In the wake of Hillary Clinton’s NPR interview last week, much attention was paid to her evolution on same-sex marriage. If you didn’t hear the interview, you might think that was all she and Terry Gross talked about. It was not. Indeed, Clinton gave us firsthand reminders of the challenges facing the international LGBT community – challenges that affect anyone who believes in the fundamental right to freedom.
As Secretary of State, Clinton was not at liberty to address domestic political issues (such as same-sex marriage). On the international stage, however, and in keeping with the title of her memoir, Hard Choices, Clinton boldly asserted in Geneva in 2011: “gay rights are human rights and human rights are gay rights.” It was a groundbreaking moment.

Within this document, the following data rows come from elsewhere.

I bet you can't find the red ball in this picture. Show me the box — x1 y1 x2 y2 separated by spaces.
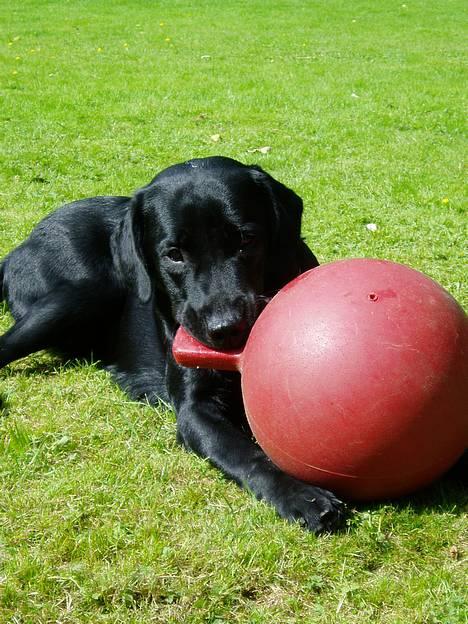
242 259 468 500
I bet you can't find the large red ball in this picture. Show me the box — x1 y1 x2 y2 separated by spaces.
242 259 468 500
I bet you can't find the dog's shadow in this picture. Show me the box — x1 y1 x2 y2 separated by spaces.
0 352 102 418
354 451 468 516
0 353 468 516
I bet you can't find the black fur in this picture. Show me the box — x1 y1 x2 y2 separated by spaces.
0 157 342 531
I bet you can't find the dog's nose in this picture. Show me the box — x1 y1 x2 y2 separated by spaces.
208 318 247 349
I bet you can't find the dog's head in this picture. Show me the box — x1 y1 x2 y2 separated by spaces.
114 157 317 349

She also told the international community: “being LGBT does not make you less human.”
Around the world, there are thousands of people who believe in equal rights for the LGBT community. But there are others who declare that homosexuality is an affront to civilization, that children must be protected from its perceived corruptive force, and that homosexuality should be a punishable, criminal offense.
In Russia, President Vladmir Putin passed the anti-gay propaganda law a year ago this month, making it a crime to publicly support gay rights or acknowledge same-sex relationships to a minor.
When she was Secretary of State, Clinton heard foreign leaders express beliefs that children were being “coerced” into homosexuality and “they didn’t want children being abused.” What is abusive, however, are laws that criminalize homosexuality and deny human rights because of sexual or gender orientation. Worse, government-sanctioned discrimination serves to incite hate crimes because perpetrators feel justified by their actions.
Case in point: Uganda. Since the passage of the Anti-Homosexuality Act, violence against gays and lesbians has exponentially increased – more than 750% from reported assaults in 2013.
Elsewhere in the world, reports of anti-gay violence are also increasing, in an apparent backlash against advances in equality. In France, according to the latest reports, attacks against the LGBT community increased 78% last year. In Scotland, homophobic hate crimes were up 22%. Last fall I reported on the horrific attack of Scott Jones in New Glasgow, Nova Scotia, one of the gay-friendliest corners of the world.
Nor are public figures exempt. Just a few days ago Vienna’s first openly gay politician, Ulrike Lunacek, was allegedly attacked with acid at Vienna’s pride parade. (She escaped injury.) And here at home, the New York City Anti-Violence Project (AVP) documented that violence against LGBT persons was up nearly 27% in New York City in 2013. Sharon Stapel of the AVP further points out that nearly 90% of LGBT homicide victims throughout the U.S. were persons of color last year and 72% were transgender women.